研究課題/領域番号 |
22530168
|
研究機関 | 国際大学 |
研究代表者 |
信田 智人 国際大学, 国際大学研究所, 教授 (80278043)
|
キーワード | 日本外交 / 政策決定 / 国際政治 / 比較政治 / 日米関係 |
研究概要 |
1)国際安全保障学会で発表した「鳩山政権における普天間基地問題の2レベルゲーム分析」は民主党政権になって最初の外交における試練において、鳩山内閣がどのように対処したかを調査した事例研究である。2レベルゲーム分析の枠組みを使って、どうして鳩山内閣の政策が破たんしたかを分析した。この研究の結果については、英文で学術誌に発表する予定である。 2)Handbook of Japanese Politicsは世界各国から第一線級の日本政治学者が、それぞれの専門分野の研究を発表したもので、その執筆者に選ばれたこと自体、非常に名誉なことである。
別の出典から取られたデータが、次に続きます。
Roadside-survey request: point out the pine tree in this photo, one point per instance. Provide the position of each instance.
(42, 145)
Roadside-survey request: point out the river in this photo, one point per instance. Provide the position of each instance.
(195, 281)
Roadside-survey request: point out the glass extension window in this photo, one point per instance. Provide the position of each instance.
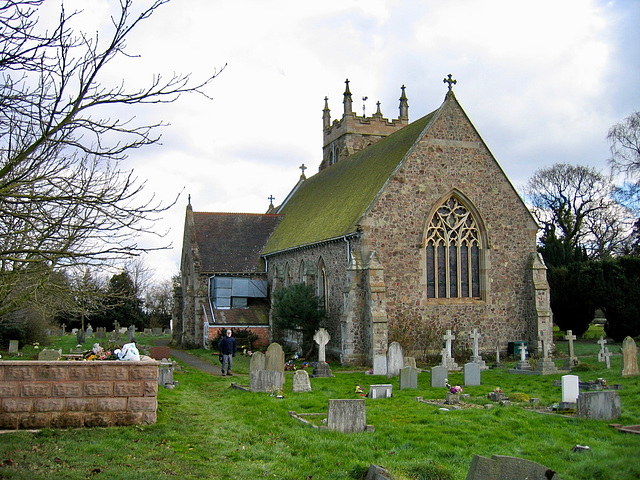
(453, 252)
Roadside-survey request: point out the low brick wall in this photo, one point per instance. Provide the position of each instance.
(61, 394)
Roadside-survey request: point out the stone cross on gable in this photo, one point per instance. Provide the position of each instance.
(569, 336)
(321, 337)
(448, 79)
(448, 338)
(475, 336)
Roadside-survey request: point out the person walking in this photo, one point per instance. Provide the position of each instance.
(227, 348)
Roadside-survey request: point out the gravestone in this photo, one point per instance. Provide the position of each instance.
(274, 358)
(500, 467)
(47, 355)
(395, 359)
(476, 357)
(408, 378)
(545, 364)
(603, 405)
(629, 358)
(257, 362)
(158, 353)
(410, 362)
(439, 375)
(347, 415)
(379, 364)
(301, 382)
(165, 373)
(472, 374)
(570, 391)
(384, 390)
(572, 361)
(602, 342)
(321, 337)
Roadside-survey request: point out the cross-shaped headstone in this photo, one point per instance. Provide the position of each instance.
(321, 337)
(448, 79)
(475, 336)
(448, 338)
(570, 337)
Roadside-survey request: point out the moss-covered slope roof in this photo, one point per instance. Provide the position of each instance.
(330, 203)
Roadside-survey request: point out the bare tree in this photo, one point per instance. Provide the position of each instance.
(576, 203)
(64, 199)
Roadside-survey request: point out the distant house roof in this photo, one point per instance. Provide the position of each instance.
(331, 203)
(232, 242)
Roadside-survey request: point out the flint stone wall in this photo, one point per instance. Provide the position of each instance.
(63, 394)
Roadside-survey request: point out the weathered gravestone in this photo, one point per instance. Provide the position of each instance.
(301, 382)
(408, 378)
(629, 358)
(570, 391)
(395, 359)
(439, 375)
(379, 364)
(472, 373)
(347, 416)
(500, 467)
(47, 355)
(603, 405)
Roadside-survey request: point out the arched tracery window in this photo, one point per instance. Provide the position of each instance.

"The Prime Ministerial Leadership,"と題した論文では、自民党政権における首相のリーダーシップを分析し、民主党政権における展望を示した。 3)The U.S.-Japan Security Alliance : Regional Multilateralismという本は、日米の安全保障政策の専門家が集まって発表した論文集で、私は"The Costs and Benefits of U.S.-Japan Alliance from the Japanese Perspective,"という論文を担当した。ここでは歴史的な文脈から、日米同盟の長所短所について、日本側からの見解を示した。 4)福島原発事故独立検証委員会の調査検証報告書では、第3章と第4章を担当した。この中で、民主党政権における福島原発事故という危機に対して、どのような対応を官邸が行ったかを分析した。これには、菅首相をはじめ、枝野官房長官、福山官房副長官、海江田経産相、細野総理補佐官などをインタビューして分析した。これによって、菅内閣の首相官邸の様子がよく理解できた。 これらが、平成23年度中に発表された研究であるが、当該年度中に進んだ研究が多くあり、平成24年度にはより多くの研究成果が期待できる。
|
現在までの達成度 (区分) |
現在までの達成度 (区分)
2: おおむね順調に進展している
理由
平成22年度に比較対象となる米国側の事例について概観を行うことができた。また、平成22-23年度の二年間の調査で、民主党政権になってからの政治制度や政策決定の変化の分析を行ってきた。この二年間に自民党政権と民主党政権における事例について重要な事例研究をいくつかか発表することができた。
|
今後の研究の推進方策 |
これまで政権交代後の政策決定についての調査結果がかなり蓄積されてきた。平成24年度中には、コロンビア大学出版から単著で、自民党政権から民主党政権にかわって、どのように政策決定が変化したかについて分析した本が出版される予定である。さらに、そのほかの事例についても、英文の学術誌に投稿している。すでにAsian Survey誌から掲載の通知が来ており、ほかの3誌についてもかなり掲載の可能性が高い。民主党政権の事例が現在進行形で進んでいるため、その研究に追われている。当初予定していた研究期間の4年間では、当初の目的である日米の比較までには手が届かない可能性が出てきた。そのため、平成24年度中に研究期間延長の申請を行いたい。